Antonio Petrilli: l’unico amore
Igino Giordani, spiegando come era nato il suo nuovo nome, Foco, citava un “detto” del Signore: «Chi sta vicino a me, sta vicino al fuoco». Di fatto, quanti lo hanno conosciuto hanno sperimentato la realtà che la sua presenza creava: chi stava vicino a lui si sentiva più vicino a Cristo.
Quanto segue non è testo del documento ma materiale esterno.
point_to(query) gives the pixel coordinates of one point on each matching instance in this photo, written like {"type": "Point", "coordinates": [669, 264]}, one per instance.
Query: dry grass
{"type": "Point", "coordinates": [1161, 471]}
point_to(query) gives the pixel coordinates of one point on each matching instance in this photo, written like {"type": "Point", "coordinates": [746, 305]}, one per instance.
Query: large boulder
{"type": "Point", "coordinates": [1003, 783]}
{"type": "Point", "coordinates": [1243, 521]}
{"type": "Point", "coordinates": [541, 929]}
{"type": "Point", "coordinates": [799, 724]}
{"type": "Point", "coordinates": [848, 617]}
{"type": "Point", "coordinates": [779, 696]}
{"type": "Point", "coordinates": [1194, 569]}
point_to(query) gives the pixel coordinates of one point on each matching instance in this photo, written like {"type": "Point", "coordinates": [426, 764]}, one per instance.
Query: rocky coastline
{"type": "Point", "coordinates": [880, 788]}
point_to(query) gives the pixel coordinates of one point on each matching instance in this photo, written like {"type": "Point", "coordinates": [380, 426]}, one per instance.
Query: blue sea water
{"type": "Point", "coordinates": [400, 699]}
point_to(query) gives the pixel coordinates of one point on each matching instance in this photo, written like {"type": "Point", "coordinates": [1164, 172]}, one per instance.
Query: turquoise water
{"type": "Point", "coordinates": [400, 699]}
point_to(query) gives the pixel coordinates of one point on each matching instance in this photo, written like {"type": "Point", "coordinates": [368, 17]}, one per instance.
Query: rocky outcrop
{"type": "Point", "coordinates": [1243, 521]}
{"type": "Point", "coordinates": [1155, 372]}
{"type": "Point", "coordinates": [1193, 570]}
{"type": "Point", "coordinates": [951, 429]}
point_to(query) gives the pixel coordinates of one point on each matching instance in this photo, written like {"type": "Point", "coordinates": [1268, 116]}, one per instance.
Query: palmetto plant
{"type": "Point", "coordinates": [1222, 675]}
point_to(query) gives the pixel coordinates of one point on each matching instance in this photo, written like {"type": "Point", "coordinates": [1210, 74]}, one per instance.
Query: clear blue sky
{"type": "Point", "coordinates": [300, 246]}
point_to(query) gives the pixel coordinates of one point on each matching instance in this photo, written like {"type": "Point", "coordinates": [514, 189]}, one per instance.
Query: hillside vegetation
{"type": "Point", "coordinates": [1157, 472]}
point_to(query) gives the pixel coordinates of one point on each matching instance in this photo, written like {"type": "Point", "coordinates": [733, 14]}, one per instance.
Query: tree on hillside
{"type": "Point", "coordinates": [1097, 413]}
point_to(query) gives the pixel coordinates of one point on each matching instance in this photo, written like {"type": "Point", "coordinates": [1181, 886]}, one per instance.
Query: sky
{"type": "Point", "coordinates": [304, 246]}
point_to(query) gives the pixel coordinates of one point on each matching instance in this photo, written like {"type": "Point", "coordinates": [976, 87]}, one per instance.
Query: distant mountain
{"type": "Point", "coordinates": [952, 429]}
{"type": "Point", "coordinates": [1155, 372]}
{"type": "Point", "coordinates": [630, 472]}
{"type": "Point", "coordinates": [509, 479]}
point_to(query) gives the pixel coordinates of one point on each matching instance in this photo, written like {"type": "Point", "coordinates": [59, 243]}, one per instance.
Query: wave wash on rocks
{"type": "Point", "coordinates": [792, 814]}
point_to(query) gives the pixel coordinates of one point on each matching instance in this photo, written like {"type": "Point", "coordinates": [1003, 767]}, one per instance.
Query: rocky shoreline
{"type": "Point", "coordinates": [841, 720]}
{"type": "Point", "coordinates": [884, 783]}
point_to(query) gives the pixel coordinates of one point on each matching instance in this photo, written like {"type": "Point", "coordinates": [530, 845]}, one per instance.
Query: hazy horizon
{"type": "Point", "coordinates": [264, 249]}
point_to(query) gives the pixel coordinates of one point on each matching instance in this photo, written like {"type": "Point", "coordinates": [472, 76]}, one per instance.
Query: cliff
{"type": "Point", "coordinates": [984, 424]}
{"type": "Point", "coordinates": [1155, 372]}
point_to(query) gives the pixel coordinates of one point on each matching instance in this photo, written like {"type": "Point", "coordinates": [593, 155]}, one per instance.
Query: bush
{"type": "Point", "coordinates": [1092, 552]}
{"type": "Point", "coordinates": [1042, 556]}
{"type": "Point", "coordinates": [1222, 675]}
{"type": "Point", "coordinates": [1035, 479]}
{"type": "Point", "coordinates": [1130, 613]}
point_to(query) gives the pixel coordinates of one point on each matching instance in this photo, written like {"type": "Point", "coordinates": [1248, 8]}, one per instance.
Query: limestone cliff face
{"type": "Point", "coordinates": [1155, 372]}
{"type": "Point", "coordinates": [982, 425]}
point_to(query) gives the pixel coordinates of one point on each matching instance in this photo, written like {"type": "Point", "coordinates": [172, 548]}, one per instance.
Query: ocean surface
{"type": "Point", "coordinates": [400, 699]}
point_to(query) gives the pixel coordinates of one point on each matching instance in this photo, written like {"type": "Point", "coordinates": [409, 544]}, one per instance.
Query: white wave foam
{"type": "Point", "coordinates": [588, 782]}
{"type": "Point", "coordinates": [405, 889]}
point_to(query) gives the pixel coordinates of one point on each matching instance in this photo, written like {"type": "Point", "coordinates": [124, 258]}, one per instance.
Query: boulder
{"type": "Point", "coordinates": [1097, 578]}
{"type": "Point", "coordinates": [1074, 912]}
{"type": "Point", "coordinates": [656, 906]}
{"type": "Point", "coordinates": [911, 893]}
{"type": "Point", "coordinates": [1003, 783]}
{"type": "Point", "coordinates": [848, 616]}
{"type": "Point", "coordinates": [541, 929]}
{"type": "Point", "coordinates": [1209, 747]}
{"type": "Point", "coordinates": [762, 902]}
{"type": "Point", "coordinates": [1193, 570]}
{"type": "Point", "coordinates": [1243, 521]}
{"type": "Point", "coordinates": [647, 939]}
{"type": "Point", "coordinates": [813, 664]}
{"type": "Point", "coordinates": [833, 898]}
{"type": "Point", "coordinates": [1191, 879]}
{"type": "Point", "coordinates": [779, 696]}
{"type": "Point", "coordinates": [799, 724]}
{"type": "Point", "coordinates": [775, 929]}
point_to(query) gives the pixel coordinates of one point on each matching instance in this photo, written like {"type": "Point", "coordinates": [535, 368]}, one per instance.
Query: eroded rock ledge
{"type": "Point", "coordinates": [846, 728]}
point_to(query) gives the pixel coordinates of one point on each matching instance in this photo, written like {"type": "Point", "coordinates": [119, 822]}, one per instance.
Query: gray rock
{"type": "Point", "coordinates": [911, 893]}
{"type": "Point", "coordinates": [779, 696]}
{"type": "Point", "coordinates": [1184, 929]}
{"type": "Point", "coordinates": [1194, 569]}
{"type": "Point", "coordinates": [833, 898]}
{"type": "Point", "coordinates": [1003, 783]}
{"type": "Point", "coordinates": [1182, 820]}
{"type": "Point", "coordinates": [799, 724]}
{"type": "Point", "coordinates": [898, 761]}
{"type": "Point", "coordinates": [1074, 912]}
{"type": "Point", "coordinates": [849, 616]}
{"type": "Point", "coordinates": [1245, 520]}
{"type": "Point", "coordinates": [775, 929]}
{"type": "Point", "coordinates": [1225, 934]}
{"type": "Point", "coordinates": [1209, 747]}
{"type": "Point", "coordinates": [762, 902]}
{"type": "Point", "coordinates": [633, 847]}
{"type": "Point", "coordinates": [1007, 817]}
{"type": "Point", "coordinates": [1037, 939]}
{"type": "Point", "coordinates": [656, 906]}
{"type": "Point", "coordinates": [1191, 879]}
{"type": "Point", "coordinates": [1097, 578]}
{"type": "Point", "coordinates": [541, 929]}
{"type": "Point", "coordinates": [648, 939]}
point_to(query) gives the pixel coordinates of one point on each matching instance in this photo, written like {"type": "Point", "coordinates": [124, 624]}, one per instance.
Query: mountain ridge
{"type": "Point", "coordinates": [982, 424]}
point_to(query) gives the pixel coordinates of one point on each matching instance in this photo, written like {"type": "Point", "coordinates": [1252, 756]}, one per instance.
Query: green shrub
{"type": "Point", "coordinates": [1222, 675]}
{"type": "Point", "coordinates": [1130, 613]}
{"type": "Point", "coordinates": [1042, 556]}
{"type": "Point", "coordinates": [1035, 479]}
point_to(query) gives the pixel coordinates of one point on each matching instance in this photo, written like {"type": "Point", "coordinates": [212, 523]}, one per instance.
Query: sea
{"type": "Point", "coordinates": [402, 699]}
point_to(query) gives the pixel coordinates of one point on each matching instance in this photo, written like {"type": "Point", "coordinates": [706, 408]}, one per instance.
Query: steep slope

Il primo maggio 1974 si era spenta serenamente la sua sposa, Mya, che egli ha continuato a ricordare con gratitudine come l’amata compagna della sua vita, che aveva condiviso con lui le ore più tristi – le difficoltà e i pesi dell’isolamento, della persecuzione politica – e quelle serene, trascorse nella gioia degli affetti familiari. Dopo averla assistita fino alla fine, confortandola nella sofferenza col suo amore e con la sua fede, d’accordo con i propri familiari decise di trasferirsi a Rocca di Papa e venne ad abitare al Centro Mariapoli. Si realizzò così, negli ultimi anni, una delle sue aspirazioni più grandi: vivere da consacrato a Dio, nel focolare. Cos’è stato questo tempo, per lui?
Un’esperienza di pace mai provata, così ci diceva, quasi una percezione nuova dell’eterno che gli si rifletteva nell’anima. Questa esperienza però non lo chiuse in una meditazione solitaria, ma lo aprì a una vita più intensa, a un’attività così dinamica di rapporti. Predicava con la vita quella “Divina avventura” che aveva scritto e trascinava con sé, a Dio, una schiera di persone d’ogni età.
Al Centro Mariapoli. si perdeva fra la gente, come uno qualunque. Negli intervalli delle riunioni, le panchine del parco dove lui sedeva a riposare diventavano cattedre. E’ ancora vivo in noi il ricordo di quei gruppi che si affollavano attorno a lui sui prati: erano focolarini, volontari, gen, coniugati e sacerdoti, religiosi e suore, che gli ponevano domande e chiedevano consigli.
Sapeva amare tutti in modo eguale, perché amava in tutti Gesù. Lasciava sulla scrivania una lettera appena scritta a un’illustre personalità e, con lo stesso impegno, lo vedevamo trattenersi, anche per ore, con una parrocchiana che, venendo a un incontro per la prima volta, lo aveva fermato per chiedergli spiegazioni sulla spiritualità.
Uno in mezzo agli altri, un membro qualunque di questo Movimento, un semplice – lui diceva «l’ultimo» – discepolo di Chiara Lubich. Così lo ricordiamo e lo ricorderemo sempre: come “primo” discepolo di quell’ideale a cui tutto ha dato e nel quale ha saputo perdersi, fino a diventarne una bandiera per le generazioni presenti e per quelle che verranno.
Klaus Hemmerle: il paradiso negli occhi di un politico
Se qualcuno mi chiedesse cos’è la verginità, credo che dovrei parlare di Giordani, di uno sposato. Di come egli comprese e venerò la verginità, la donazione a Dio solo, la vita in Dio solo.
Se uno mi chiedesse di mostrargli il paradiso, credo che gli dovrei dire: «L’ho visto negli occhi e nel cuore di Giordani». Sì, negli occhi e nel cuore di un politico. Viveva in cielo e così aveva le mani libere per la terra. La sua espressione: «Il Padre in cielo e il pane per gli uomini» è il motto di una politica «integrale» – l’uomo ha bisogno delle altezze per potersi occupare del contingente -; però è anche il motto di un cielo «integrale» che comprende l’uomo, tutta la sua vita.
Indimenticabile il mio ultimo incontro con Foco, un paio di settimane prima della sua morte. Mi disse: «Qui è già cielo». Una immensa gioia e una pace che conquistava, trasparivano dal suo volto sofferente.
Se qualcuno mi chiedesse cosa sia la gioventù, gli dovrei parlare del vecchio ottantaseienne Giordani. La pazienza dei millenni, le dolorose esperienze della nostra tormentata epoca, tutto ciò viveva in lui; però anche una speranza, una semplicità, un andare avanti senza esitazioni, senza timore.
E mai lo dimenticherò mentre, in mezzo a venti o trenta vescovi da tutto il mondo, con la ricchezza della sua saggezza e giovanilità, incoraggiava questi pastori ad affrontare il futuro della Chiesa, in unità col Papa e tra di loro.